Annika was the so called face of the LPGA because she was so good NOT because she cared about the fans.

AS for commissioner disaster Carolyn Bivens, her English edict was the only thing she tried to do that was right. To be fair to her it was not "English only" It was an edict that all players had to know how to converse on a rudementary level in English. The reason is very simple. Like there PGA counterparts LPGA players are required to play in Tuesday and Wednesday Pro-ams. As the pro-am players are paying between 2 and 5 thousand to play it is not unreasonable for the tour to expect that the pro be able to communicate with her pro-am partners.

It was not prejudice or an attempt to make it more difficult on the Asian players it was an attempt to better serve the sponsors, No other sport has such direct interaction with fans/sponsors. Two years in a row I played in The Wegmans Pro-am in Rochester, New York and both times our pro could barely communicate with us.
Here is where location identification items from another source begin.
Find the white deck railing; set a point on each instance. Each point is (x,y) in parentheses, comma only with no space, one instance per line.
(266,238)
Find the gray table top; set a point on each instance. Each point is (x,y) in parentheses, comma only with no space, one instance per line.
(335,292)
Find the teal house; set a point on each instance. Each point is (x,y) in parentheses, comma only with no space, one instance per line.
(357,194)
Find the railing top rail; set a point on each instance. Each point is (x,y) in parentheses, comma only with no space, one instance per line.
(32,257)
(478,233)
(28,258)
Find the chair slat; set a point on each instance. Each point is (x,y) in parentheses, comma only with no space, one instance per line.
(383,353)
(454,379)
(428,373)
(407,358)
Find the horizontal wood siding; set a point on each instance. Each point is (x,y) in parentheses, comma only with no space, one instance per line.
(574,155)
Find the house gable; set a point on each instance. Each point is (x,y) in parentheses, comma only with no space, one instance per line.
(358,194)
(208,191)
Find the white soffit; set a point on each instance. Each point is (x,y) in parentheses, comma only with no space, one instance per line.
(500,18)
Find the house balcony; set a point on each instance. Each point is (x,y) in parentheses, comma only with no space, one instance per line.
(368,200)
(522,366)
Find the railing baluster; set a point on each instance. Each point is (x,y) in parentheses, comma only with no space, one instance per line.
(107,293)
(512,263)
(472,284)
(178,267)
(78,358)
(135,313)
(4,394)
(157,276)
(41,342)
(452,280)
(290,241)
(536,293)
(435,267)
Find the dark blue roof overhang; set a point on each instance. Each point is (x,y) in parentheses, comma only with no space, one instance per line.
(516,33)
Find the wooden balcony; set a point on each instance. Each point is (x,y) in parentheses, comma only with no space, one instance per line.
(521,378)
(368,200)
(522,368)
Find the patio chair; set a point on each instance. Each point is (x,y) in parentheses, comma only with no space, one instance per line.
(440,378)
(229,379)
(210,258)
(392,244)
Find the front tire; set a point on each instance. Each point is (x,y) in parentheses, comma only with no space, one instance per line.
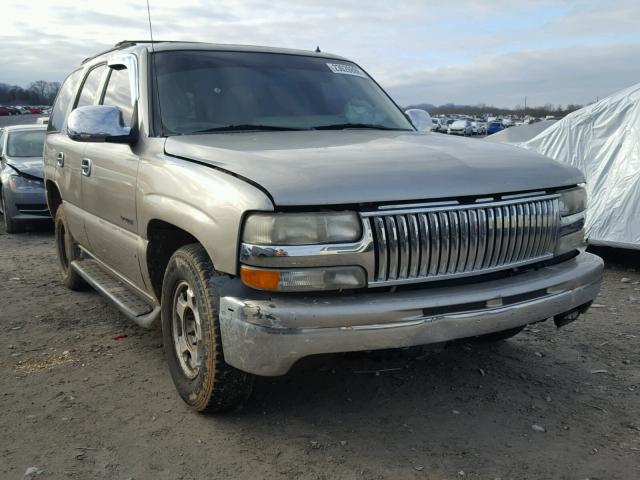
(191,335)
(68,251)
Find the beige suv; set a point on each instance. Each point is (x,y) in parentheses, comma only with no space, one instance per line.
(262,205)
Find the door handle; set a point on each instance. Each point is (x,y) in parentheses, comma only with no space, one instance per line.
(85,166)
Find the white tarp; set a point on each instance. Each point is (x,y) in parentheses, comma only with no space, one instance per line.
(520,133)
(603,140)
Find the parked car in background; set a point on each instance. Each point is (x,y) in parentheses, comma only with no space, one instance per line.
(494,127)
(13,110)
(22,197)
(460,127)
(479,128)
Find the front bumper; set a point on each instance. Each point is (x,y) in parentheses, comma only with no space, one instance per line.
(28,205)
(267,336)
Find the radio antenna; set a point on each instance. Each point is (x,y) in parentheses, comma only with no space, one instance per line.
(150,27)
(154,80)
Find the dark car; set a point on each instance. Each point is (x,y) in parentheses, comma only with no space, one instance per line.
(22,197)
(494,127)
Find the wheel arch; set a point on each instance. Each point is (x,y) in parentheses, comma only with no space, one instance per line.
(163,240)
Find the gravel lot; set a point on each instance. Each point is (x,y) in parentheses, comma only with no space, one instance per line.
(548,404)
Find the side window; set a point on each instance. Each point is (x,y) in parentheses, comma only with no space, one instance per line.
(65,97)
(88,94)
(118,93)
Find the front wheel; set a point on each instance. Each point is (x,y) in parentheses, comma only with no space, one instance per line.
(191,335)
(68,251)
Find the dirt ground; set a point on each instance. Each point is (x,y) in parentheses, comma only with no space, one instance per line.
(547,404)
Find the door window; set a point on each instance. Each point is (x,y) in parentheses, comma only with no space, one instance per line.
(88,94)
(65,96)
(118,93)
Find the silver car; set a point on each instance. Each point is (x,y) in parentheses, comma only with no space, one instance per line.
(22,197)
(262,205)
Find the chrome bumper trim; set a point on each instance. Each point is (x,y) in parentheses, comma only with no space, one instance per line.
(266,337)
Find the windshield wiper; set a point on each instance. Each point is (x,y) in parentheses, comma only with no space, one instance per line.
(249,127)
(343,126)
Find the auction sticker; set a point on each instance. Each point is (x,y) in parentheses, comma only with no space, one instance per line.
(346,69)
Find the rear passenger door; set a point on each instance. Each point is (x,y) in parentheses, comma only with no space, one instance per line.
(110,189)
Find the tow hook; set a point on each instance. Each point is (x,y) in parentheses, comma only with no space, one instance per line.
(570,316)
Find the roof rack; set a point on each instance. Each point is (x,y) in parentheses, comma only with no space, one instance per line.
(131,43)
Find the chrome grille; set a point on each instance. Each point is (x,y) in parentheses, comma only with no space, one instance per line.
(433,243)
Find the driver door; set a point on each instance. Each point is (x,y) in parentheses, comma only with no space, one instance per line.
(109,182)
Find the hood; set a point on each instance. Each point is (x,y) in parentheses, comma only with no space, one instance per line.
(371,166)
(28,165)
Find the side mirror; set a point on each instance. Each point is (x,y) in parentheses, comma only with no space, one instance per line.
(420,119)
(99,123)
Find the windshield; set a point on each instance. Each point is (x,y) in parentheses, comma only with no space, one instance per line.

GREAT way to spend 2Gs.

Mike Whan is doing and saying the right things. One has to have a lot of faith in a man who came from Mission hockey!

And yesterday morning on SportsCenter ESPN had Mel Kiper on to preview the 2011 NFL draft. Thank god they didn't get March Madness.

Anonymous said...

whoooaaa.. when does John Feinstein give a 'darn' about the LPGA.. enough to even write about it. John's M.O. is Tiger Bashing all day everyday.. while french kissing Ernie Els and his 'bro date' Paul Gydos.. cmon dude.. who are u kidding. When do you ever watch the LPGA.. I say never!

Darren
Studio City,CA

Chuck B '92 said...

I so agree with Tony above that it's downright frightening. The other missing part of the math here involves the often-rumored Big East Split along football conference/non-football-conference lines.
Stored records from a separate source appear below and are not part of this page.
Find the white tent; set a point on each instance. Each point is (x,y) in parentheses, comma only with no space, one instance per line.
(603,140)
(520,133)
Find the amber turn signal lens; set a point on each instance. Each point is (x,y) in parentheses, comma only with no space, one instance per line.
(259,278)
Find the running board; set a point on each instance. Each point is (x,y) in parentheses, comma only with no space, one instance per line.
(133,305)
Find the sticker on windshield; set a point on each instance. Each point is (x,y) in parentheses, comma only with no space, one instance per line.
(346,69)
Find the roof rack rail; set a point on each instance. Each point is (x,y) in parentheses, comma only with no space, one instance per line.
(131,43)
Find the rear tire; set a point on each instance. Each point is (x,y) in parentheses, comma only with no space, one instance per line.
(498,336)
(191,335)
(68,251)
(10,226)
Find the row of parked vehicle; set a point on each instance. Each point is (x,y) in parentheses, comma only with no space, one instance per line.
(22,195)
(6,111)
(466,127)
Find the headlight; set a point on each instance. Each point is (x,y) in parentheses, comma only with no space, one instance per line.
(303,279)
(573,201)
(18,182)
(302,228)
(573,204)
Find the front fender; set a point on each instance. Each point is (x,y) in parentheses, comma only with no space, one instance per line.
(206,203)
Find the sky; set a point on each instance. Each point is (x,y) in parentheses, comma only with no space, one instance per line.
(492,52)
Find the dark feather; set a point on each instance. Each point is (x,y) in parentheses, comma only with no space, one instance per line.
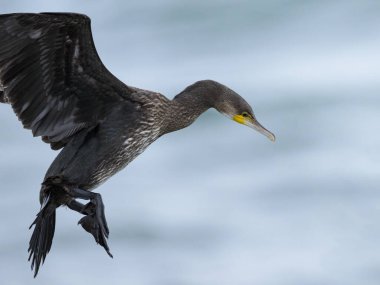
(53,76)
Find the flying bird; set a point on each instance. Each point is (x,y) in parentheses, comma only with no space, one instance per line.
(52,76)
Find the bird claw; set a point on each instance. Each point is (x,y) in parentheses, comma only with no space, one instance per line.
(98,229)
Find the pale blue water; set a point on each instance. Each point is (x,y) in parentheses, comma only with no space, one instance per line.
(218,203)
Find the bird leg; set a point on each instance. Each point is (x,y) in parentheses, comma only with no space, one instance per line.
(94,220)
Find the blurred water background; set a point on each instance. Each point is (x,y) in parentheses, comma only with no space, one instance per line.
(217,203)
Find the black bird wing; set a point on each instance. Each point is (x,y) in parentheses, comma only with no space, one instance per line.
(52,75)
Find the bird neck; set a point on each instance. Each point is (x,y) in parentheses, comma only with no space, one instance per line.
(187,106)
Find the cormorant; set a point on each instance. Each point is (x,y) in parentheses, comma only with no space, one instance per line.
(52,76)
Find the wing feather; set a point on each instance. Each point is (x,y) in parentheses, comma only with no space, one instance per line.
(52,75)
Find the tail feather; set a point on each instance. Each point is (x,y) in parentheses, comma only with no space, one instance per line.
(42,237)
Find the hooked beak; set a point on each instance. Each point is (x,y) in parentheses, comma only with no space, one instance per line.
(254,124)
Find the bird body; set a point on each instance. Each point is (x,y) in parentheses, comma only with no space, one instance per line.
(52,76)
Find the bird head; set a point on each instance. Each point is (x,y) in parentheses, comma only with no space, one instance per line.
(232,105)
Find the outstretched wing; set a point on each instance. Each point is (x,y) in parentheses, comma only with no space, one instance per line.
(52,75)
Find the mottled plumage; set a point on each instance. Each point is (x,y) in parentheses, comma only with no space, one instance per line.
(52,76)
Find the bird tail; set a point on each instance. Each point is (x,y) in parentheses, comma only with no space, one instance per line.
(43,233)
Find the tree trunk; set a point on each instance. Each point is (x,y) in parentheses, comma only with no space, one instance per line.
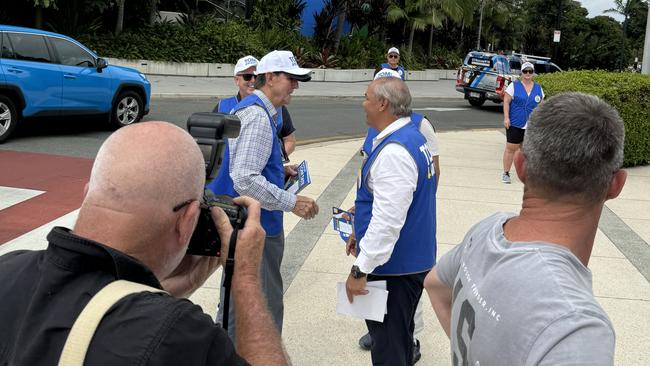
(411,38)
(431,41)
(462,29)
(339,29)
(153,14)
(38,19)
(120,16)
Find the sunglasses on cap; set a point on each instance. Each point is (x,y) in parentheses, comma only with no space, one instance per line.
(247,77)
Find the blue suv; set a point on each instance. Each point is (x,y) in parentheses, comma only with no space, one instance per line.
(48,74)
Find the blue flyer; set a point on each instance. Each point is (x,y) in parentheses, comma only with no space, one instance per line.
(298,182)
(343,223)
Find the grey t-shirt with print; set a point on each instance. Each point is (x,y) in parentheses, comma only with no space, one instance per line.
(522,303)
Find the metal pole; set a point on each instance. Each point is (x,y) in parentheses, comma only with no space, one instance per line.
(480,24)
(645,66)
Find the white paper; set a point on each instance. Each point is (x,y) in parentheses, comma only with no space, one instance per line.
(371,306)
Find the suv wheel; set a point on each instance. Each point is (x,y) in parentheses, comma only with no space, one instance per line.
(128,109)
(8,118)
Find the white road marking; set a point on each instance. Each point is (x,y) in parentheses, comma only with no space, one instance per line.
(10,196)
(440,109)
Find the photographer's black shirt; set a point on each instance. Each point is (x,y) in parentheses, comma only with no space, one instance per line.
(43,292)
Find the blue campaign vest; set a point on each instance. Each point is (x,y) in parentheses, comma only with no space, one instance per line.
(400,69)
(273,171)
(416,119)
(522,104)
(415,250)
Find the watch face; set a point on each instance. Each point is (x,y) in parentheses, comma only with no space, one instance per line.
(356,272)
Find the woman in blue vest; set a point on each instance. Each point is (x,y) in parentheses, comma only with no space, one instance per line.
(521,97)
(392,58)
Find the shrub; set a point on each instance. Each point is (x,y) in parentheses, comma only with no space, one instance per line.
(628,93)
(210,41)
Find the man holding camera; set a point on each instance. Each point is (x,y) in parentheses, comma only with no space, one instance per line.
(517,290)
(252,166)
(394,219)
(139,211)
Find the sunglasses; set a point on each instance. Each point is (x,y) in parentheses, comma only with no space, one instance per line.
(181,205)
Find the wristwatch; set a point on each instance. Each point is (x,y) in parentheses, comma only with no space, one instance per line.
(356,272)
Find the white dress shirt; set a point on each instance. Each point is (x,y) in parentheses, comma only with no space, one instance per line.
(392,179)
(249,154)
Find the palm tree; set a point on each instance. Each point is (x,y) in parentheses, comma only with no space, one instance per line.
(624,8)
(440,11)
(40,5)
(419,14)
If they split into two conferences, you have two TV deals that are a better deal for their schools than the 16-team split that exists today, especially if the football schools (call them the "Eastern 10") pick up ECU, Memphis and UCF and the basketball "Big East" picks up Temple, Xavier, and UMass.

Syracuse and Rutgers can play in a 10-team league with UConn and Pitt and negotiate a pretty darn good TV deal, complete with BCS slot, or split the money 16 ways in a monster league with Penn State and Michigan State. I don't know what's more compelling, but I don't think the revenue difference is all that much.

Jay said...

JOhn-

Everything you say about Delaney could be 100% correct, but you've left out the academic portion of side of the coin. With the exception of Notre Dame, the Big 1(1)0 presidents will not allow the conference to admit an academic lightweight (your West Virginia thought is laughable). If your not already aware, google 'CIC' - it's the academic Big Ten, plus the University of Chicago. The CIC members have over 6 billion in research dollars between them. Any institution coming ito the Big Ten will have to bring some research dollars with them, too.

Go back to the late 80s. Penn State had an open door to the Big East and was likely a better athletic fit there. It was the PSU faculty that wanted into the Big Ten and thus the CIC.

You have to at least mention the CIC when you're talking Big Ten expansion.